Agenda item

MEDIUM TERM FINANCIAL STRATEGY AND 2018/19 BUDGET UPDATE

Members are invited to make any comments on the budget proposals for consideration by Cabinet at its meeting on 7 February (Report to January 2018 Cabinet meeting attached for information).

Minutes:

Members considered a report which detailed the Council’s Medium Term Financial Strategy (MTFS). Further proposals for balancing the 2018/19 budget were due to go to consultation where necessary at its meeting on 26 October 2017. A Budget Update report had been considered by Cabinet on 13 December 2017.

 

The October and December reports set out the Council’s financial strategy to manage the predicted budget gap over the period 2018/19 to 2022/23. The report:

 

·         Provided an update on the policy and strategic context and assumptions within the MTFS and the forecast budget gap

·         Presented for approval amendments to the Council Tax Support Scheme from April 2018

·         Budget Risks

 

There was a budget gap forecast of £4.2million.

 

Most of the grants that the Council received had stayed at the same level however there had been a reduction in the new homes bonus.

 

Members were advised that Council Tax could be raised by up to 3% without the need for a public referendum.

 

Havering was one of a number of authorities piloting the pooling of business rates. Estimates showed that that the Council could benefit from an increase of anywhere between £0.9million up to £2.4/2.5 million.

 

Consultation was due to take place on the Fair Funding Review, this was how the Council received its funding.

 

Members received an update on the public consultation.

 

191 responses had been received so far. 58 of the responses had agreed with the direction of the budget strategy overall. Residents had indicated that their priority areas were schools and education, adult social care and waste management. Residents had also indicated which services they wished to see reduce which included parking charges, planning and building control and the Council Tax support scheme.

 

Members noted that following an election year extensive consultation was carried out and there was a greater level of engagement by residents. The years in between elections attracted somewhere in the region of between 100 and 250 responses on average.

 

The Adult Social Care Precept would be entering its final year, under current legislation, next year as the total allowed of 6% would have been collected by then.

 

There was a consensus amongst Members that the level of responses received during the consultation was extremely low from residents and there were suggestions that perhaps the Council needed to look at the way it consulted with residents and perhaps look at alternatives including full use of social media platforms.

 

The plan post-election would be for the newly elected Administration to enter into a four year MTFS.

 

Members also noted that the Council was working with other outer London boroughs to discuss funding arrangements. Due to the net migration that outer London boroughs were seeing following the housing benefit cap it placed a greater emphasis on working with outer London boroughs rather than inner London boroughs.

 

In response to a question relating to economic development Members were advised that approximately £3 billion of expenditure would take place in the next ten to twelve years. The joint ventures that the Council would be entering into with partners would need to be resourced and new teams would be set up to progress the works.

 

Members noted that the business rates pool that had been set up which was being piloted would allow the retention of 100% of business rates and the pilot came with a guarantee that the Council would be no worse off than at present.

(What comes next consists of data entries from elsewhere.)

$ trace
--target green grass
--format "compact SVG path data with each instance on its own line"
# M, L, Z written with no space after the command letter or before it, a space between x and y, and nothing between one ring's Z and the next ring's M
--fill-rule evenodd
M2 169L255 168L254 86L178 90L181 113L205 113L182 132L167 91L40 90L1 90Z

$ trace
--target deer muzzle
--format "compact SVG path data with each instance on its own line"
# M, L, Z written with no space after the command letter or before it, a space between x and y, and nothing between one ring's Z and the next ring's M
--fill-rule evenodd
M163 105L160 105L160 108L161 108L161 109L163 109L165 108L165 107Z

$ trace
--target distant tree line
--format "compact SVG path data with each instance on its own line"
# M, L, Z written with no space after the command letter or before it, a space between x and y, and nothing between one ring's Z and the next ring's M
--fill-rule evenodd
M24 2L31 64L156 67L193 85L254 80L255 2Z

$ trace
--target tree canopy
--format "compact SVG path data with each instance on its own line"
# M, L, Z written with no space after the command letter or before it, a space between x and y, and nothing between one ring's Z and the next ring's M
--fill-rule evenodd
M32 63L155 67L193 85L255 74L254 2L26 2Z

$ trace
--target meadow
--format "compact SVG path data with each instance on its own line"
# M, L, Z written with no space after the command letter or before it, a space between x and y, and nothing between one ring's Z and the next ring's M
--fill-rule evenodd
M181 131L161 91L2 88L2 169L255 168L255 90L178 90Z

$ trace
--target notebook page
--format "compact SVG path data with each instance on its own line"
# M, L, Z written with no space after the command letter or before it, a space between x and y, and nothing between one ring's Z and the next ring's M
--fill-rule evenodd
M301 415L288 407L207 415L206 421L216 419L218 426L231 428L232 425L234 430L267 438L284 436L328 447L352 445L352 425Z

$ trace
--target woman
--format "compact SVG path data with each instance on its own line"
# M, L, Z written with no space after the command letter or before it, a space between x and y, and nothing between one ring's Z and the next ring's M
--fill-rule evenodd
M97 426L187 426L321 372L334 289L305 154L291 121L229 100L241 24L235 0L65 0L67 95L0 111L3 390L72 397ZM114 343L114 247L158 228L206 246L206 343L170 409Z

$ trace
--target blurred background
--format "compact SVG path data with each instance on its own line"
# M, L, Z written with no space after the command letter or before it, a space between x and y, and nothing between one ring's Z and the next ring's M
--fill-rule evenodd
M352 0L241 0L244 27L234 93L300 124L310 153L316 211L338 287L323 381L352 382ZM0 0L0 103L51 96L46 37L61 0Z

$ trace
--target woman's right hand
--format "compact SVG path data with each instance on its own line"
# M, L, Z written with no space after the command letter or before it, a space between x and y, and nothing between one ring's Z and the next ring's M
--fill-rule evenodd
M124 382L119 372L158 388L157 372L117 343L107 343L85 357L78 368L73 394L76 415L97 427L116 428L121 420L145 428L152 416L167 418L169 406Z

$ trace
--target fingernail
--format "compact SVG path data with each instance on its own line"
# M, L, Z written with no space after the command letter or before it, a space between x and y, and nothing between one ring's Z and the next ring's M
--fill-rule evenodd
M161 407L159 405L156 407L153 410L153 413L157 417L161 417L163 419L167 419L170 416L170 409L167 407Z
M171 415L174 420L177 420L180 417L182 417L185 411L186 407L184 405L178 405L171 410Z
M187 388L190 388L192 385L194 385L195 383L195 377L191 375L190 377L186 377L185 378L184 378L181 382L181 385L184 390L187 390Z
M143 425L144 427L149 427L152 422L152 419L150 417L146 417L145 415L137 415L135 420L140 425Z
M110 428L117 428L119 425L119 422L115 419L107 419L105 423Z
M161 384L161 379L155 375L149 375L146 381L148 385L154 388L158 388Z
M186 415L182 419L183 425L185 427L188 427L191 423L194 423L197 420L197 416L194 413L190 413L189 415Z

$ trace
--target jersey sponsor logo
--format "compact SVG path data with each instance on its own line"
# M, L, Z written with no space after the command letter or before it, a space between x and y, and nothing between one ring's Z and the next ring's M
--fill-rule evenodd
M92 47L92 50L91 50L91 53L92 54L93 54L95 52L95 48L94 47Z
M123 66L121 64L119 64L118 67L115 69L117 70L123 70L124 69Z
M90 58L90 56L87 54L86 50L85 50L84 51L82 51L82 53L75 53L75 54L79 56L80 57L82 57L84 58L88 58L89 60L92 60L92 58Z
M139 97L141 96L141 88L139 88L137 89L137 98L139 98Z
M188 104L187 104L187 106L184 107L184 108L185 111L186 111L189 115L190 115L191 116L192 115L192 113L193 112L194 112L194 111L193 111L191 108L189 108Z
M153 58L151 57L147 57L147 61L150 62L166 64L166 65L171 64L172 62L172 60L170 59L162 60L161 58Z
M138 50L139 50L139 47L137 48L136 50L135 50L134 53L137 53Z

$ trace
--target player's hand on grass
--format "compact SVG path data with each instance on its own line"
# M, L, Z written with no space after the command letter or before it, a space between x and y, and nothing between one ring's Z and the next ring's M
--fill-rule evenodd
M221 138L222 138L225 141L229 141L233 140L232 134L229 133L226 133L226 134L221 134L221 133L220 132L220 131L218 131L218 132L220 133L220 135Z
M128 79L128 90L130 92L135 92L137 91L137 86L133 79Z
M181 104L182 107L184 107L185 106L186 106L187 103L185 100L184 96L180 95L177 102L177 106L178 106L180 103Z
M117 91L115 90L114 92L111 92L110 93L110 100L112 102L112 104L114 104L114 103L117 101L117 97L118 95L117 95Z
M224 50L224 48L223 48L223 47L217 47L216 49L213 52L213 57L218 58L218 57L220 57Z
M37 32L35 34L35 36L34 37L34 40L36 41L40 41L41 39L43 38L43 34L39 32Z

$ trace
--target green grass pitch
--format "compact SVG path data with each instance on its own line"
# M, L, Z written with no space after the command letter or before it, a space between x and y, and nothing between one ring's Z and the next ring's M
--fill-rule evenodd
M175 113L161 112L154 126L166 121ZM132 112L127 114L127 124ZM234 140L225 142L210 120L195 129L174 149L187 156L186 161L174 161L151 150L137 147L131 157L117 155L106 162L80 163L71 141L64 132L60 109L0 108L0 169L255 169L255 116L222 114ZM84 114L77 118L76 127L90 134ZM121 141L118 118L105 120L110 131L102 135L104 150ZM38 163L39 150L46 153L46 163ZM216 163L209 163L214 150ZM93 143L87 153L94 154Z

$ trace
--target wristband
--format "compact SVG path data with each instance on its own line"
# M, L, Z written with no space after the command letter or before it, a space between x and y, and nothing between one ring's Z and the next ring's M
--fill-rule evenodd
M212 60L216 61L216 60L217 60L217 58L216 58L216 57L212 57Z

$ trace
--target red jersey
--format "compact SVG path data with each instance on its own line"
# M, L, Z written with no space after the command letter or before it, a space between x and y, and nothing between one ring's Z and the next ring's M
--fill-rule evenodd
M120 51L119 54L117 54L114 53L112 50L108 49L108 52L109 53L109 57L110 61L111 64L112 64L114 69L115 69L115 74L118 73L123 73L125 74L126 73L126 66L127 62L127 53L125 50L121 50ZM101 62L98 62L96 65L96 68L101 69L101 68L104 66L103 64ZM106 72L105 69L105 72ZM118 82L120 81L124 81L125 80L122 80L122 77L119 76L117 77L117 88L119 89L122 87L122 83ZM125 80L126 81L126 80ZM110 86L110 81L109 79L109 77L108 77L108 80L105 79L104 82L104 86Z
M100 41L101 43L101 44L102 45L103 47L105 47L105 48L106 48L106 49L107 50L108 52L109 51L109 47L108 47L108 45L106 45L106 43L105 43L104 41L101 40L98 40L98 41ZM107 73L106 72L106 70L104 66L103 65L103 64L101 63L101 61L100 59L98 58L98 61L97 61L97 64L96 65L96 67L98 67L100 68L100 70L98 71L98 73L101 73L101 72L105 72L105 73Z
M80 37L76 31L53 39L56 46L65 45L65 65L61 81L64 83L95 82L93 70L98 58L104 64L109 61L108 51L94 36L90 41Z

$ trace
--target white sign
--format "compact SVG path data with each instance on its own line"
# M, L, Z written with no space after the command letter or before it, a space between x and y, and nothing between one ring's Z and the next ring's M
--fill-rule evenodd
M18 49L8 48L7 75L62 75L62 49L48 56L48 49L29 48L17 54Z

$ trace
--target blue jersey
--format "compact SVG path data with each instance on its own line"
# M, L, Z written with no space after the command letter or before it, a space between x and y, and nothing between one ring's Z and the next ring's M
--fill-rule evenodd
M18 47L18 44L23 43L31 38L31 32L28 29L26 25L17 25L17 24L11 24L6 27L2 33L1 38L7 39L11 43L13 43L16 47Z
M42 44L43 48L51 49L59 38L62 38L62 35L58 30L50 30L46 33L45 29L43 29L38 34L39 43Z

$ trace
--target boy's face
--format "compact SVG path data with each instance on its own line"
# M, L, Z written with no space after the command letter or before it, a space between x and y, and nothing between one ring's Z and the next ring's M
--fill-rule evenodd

Havering was currently in a pool and had been for the last three years with Barking and Dagenham, Thurrock and Basildon. As an organisation the Council had benefitted from in the region £0.5million which had mainly come about largely due to the growth of DP World London Gateway deep sea port in Thurrock.

 

Members noted that the Ministry of Housing, Communities and local Government were looking at Council Tax equalisation across the country.

 

In response to a question relating to Children’s Services demand pressures Members noted that Children’s Services now had a permanent workforce of approximately 70% up from 50% previously. Again due to the net migration from inner London there had been an increase in looked after children which had led to a campaign to recruit additional foster carers.

 

In response to a question relating to homelessness Members noted that there were a number of people sleeping rough that officers had tried to engage with but the offer of help had been refused. A new Homelessness Act was due to be introduced in April and there would be an all-Member briefing shortly.

 

Members were advised that Housing Services worked closely with Mental Health Services, Adults Services and Children’s Services to ensure vulnerable people were cared for.

 

In response to a question relating to the Council’s contingency Members were advised that historically the Council had held a contingency fund of £2million each year. There had been previous occasions when the fund had not been used for contingencies but it had been used to manage overspends within certain service areas. A new corporate risk reserve had been created which would now manage service overspends which in turn meant that the contingency fund had been reduced to £1million.

 

In response to a question relating to enforcement of yellow box junctions officers advised that if Members had specific instances of where they wanted enforcement to take place then officers could be approached to look at the viability of enforcement.

 

In response to a question regarding costs of large goods removal from properties had a direct link with additional fly-tipping officers advised in other areas where costs had been introduced there was not a direct correlation with an increase in fly tipping. Members noted that waste disposal costs were increasing on a yearly basis and carry on throughout the length of the contract with ELWA until the end of the contract in 2027.